Dec 09, 2019
Partnership Enriches Mathematics Learning
for Alburnett Students
Alburnett Instructional Strategist Genevieve Monthie, Grant Wood AEA Mathematics Consultant Emily Logan,
Alburnett Special Education Teacher Bailey Wright, and Alburnett teacher Kara Paulson
Visitors stepping inside Kara Paulson’s classroom might see and hear a different approach to math than what they might expect to find in a typical kindergarten classroom.
The room itself is like most kindergarten rooms: warmly and cheerfully decorated, with nooks for reading and seating designed to encourage collaboration. But Kara explains that there are subtle differences in how she approaches learning, especially mathematics. “At this age we make sure that the kids are learning through play, so we use a lot of games,” she said. “The biggest difference is that more ‘traditional’ classrooms might use a model where the teacher shows math, and then the students memorize what they were shown by the teacher. Now, we’re using number sense to dig deeper with student learning.”
The term ‘number sense’ refers to a student’s ability to understand the meaning of numbers. Beyond the tradition and basic ‘rules’ about math, number sense prompts a student to really grasp what numbers mean when making comparisons and measurements. Grant Wood Area Education Agency Mathematics Consultant Emily Logan has been helping Alburnett teachers like Kara use the principles of number sense to make small adjustments that have made a huge impact in the classroom and with Alburnett students.
Emily said, “We know kids can learn at a high level. The Alburnett team and I worked together to revamp our collective belief system first, then we started thinking about how we can personalize mathematics in the classroom."

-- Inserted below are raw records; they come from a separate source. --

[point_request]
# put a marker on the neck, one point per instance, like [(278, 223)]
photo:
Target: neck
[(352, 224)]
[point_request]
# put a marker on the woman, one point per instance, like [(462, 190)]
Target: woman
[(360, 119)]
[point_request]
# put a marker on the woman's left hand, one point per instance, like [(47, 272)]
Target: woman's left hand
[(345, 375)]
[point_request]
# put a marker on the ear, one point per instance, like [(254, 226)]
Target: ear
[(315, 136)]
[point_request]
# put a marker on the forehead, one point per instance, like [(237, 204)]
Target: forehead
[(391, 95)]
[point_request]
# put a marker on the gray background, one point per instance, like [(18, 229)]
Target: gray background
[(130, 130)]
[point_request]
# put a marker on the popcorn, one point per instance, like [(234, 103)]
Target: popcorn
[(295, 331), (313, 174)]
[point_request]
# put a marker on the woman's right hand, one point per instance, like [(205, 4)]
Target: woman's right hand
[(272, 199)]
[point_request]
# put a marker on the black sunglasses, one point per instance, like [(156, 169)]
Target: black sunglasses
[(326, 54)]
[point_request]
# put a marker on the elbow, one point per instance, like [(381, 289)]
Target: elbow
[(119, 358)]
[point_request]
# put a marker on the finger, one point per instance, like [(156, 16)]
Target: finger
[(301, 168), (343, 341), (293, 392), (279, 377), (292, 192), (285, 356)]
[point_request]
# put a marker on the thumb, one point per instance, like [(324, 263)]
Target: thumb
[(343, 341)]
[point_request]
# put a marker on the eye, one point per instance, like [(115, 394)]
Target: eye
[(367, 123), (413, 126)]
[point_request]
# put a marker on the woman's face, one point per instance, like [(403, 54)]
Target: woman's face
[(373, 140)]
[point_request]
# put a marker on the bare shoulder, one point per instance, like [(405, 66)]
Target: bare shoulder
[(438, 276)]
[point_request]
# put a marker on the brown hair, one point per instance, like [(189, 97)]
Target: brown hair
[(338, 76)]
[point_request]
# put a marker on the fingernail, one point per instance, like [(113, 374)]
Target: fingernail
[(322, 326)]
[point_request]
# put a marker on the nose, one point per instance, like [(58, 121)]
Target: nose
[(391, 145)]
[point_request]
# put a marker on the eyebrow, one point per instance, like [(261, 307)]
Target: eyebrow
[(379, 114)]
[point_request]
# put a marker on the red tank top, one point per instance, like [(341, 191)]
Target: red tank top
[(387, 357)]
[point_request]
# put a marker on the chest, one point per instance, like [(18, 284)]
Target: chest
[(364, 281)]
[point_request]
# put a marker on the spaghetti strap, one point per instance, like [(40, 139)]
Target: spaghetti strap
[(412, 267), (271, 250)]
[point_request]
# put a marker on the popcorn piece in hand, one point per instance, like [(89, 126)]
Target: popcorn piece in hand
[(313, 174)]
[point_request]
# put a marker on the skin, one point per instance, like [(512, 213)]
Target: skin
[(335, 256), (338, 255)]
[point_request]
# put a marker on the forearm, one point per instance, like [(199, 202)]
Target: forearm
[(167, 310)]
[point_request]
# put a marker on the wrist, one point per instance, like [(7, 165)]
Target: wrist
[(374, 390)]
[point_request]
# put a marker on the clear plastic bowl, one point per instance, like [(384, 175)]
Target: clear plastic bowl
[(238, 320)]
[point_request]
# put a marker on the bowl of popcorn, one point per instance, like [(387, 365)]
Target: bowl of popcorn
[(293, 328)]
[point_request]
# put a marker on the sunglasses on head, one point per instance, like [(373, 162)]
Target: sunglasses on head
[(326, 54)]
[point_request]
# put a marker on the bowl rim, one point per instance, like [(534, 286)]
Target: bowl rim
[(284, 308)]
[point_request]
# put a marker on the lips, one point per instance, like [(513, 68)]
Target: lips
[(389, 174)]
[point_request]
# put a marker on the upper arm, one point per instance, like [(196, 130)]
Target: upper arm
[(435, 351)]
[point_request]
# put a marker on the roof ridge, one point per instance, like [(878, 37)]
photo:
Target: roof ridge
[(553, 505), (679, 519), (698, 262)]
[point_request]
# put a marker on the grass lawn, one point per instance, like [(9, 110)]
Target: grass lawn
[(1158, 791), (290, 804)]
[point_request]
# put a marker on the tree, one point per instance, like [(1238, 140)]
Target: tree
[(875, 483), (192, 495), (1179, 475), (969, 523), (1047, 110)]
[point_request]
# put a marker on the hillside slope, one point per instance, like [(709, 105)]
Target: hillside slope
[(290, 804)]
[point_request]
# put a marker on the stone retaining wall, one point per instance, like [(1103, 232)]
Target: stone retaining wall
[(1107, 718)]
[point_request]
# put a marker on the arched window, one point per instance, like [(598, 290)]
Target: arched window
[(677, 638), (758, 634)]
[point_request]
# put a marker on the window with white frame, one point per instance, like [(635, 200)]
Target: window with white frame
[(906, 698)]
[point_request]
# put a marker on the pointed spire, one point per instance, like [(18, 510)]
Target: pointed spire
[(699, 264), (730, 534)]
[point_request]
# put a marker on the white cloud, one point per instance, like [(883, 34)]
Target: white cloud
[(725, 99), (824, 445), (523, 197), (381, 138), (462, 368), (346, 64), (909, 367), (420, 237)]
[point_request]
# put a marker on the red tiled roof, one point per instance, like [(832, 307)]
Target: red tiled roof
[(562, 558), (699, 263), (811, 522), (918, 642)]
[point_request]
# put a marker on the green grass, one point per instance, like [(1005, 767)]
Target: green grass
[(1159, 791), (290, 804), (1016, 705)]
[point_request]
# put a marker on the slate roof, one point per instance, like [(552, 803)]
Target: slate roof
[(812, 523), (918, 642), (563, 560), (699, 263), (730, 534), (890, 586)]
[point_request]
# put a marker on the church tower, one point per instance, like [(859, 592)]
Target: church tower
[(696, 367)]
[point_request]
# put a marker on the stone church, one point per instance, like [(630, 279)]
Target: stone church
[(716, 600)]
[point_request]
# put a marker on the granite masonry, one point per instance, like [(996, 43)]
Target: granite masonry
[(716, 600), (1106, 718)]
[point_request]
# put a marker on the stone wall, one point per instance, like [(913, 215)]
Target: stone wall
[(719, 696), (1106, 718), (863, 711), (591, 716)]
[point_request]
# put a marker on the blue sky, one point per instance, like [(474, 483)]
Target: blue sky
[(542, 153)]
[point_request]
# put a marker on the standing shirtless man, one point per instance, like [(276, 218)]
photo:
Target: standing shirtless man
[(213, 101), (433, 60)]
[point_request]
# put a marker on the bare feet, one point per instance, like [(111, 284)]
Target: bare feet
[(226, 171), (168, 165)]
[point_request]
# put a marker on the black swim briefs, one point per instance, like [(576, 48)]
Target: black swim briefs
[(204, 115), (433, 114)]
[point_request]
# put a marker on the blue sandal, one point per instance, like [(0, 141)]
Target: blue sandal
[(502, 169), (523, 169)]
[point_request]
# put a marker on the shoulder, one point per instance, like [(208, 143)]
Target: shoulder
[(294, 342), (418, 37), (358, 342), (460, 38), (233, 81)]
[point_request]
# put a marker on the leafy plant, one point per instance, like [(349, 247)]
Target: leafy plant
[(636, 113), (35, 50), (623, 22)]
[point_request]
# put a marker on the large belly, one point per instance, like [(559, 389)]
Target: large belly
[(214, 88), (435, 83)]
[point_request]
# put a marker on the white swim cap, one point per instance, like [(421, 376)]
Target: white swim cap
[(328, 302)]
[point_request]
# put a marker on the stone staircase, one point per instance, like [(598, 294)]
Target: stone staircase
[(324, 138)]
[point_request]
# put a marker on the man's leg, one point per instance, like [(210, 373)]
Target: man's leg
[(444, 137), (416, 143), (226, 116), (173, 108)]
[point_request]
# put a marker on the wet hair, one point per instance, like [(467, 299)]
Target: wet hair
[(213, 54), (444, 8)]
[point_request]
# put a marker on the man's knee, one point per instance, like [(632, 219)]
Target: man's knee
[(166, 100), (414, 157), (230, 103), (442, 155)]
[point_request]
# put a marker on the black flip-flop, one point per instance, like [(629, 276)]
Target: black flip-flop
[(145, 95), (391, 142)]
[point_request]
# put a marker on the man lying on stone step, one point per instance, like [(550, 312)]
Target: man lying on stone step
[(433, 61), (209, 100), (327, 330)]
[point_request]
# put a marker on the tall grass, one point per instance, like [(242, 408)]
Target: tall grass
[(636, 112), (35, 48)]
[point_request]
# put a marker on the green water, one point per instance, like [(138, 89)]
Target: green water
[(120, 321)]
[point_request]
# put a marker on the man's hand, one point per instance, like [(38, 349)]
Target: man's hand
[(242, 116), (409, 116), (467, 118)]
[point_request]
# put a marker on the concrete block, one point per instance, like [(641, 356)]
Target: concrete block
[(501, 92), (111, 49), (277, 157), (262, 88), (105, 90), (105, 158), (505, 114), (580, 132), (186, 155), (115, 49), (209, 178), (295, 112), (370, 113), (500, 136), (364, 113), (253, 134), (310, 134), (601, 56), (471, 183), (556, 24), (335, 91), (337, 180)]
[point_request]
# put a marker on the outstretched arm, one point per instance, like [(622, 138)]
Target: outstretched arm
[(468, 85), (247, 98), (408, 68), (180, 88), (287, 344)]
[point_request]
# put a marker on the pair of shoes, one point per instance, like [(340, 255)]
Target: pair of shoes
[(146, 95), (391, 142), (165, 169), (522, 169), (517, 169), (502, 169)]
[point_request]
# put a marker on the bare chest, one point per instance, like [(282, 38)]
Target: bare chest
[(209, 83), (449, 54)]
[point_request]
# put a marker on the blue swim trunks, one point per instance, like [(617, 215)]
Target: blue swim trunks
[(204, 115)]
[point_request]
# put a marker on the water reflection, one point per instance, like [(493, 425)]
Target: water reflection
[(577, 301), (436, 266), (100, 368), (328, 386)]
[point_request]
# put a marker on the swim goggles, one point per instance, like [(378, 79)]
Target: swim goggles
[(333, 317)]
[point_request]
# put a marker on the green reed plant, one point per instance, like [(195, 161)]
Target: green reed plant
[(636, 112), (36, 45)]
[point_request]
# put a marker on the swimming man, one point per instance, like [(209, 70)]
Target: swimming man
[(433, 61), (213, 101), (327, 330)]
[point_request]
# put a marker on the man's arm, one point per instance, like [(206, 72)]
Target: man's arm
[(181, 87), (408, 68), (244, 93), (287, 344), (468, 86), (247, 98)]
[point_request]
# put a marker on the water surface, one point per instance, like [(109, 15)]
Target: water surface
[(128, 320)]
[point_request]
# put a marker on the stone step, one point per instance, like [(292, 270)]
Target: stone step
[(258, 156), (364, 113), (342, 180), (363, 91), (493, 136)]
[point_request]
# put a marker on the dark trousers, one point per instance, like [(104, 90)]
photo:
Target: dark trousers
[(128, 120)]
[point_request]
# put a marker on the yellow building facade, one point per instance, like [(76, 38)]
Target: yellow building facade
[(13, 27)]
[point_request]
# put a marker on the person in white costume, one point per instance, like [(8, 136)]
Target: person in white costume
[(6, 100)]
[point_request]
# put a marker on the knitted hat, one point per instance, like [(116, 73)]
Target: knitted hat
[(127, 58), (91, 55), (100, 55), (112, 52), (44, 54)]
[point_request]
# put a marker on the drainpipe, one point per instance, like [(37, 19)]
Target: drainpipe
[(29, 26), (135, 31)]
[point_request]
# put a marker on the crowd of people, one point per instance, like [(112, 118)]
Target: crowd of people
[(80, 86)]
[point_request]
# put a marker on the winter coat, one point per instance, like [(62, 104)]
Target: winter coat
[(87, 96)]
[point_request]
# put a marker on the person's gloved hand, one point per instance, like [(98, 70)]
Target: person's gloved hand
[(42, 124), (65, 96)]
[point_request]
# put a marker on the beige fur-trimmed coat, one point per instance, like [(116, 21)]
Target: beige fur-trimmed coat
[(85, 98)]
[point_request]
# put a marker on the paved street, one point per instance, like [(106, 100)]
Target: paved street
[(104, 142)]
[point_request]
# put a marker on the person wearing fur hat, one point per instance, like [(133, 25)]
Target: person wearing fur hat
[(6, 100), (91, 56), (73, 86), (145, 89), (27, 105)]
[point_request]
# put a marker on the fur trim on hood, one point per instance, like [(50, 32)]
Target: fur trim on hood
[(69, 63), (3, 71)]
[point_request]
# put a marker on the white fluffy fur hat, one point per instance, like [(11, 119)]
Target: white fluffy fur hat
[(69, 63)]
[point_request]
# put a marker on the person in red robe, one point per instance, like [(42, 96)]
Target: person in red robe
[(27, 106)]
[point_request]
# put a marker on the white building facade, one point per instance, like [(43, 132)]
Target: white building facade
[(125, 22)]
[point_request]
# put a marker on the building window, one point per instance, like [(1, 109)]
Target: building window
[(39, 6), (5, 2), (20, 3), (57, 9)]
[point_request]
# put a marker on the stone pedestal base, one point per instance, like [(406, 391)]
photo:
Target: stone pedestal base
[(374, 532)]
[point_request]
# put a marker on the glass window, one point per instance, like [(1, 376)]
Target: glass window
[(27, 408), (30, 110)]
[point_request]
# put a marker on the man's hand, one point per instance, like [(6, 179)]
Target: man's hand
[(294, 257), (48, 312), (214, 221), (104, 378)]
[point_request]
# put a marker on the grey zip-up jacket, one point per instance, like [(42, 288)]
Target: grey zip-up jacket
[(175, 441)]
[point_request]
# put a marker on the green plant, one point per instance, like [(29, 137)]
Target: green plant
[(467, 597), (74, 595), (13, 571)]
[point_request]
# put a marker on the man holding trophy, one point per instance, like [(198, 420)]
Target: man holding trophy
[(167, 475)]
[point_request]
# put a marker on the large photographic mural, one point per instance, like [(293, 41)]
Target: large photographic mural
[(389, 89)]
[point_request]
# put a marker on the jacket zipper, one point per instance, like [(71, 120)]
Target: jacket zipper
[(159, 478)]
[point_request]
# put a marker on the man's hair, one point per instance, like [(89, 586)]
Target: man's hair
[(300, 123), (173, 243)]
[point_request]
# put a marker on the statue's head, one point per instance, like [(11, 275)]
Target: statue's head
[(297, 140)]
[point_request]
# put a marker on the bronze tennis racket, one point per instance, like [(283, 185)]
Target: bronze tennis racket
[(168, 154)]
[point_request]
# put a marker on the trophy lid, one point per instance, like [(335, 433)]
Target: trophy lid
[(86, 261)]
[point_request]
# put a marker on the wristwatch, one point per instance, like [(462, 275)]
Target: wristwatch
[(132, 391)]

Superintendent Dani Trimble explained that her staff worked along with Emily and Instructional Strategist Genevieve Monthie to evaluate mathematics instruction. “We looked at our student performance data but then really started intentionally digging into how we talked about math. There were opportunities to look past antiquated phrases and think more holistically about mathematics instruction, and our staff was ready to go there. As a result, we’ve migrated away from large curriculum work,” said Dani.
That means that classroom teachers are no longer sequentially teaching from math curriculum books as they had in the past. Instead, there are more opportunities for students to inquisitively drive the curriculum.
“With Grant Wood AEA’s support we were able to put a lot more eyes on our data, and that helped us identify our students’ needs and how to best support them,” commented Genevieve. “As educational leaders and teachers, we filled our own buckets with more knowledge about where we can deepen the learning for our students.”
Special Education Teacher Bailey Wright agreed. “Our students are truly understanding why mathematics works the way it does,” she said. “They aren’t just memorizing a procedure or how to solve a problem, they’re embracing the process - and sometimes the struggle - to figure out an answer.”
Emily shared, “Sometimes, the level of curiosity and questioning prompted with number sense allows the teacher to assess the level of understanding among the students, and determine which kids are ready to explore the topic in small groups, which need to work together with the teacher, and which are ready to problem solve more independently. In mathematics instruction this is called a three-act task. You engage students by presenting a problem; allow them to seek information and solutions; then engage the students in a solution discussion. The result is a more engaged group of students who are more actively learning with the support that works best for them,” explained Emily.
“Our math learning has completely turned upside down by the way Emily challenged our staff to think about how they can learn math. With her help we’re migrating away from large curriculum work with books and really thought about how to improve and differentiate our practices,” said Dani.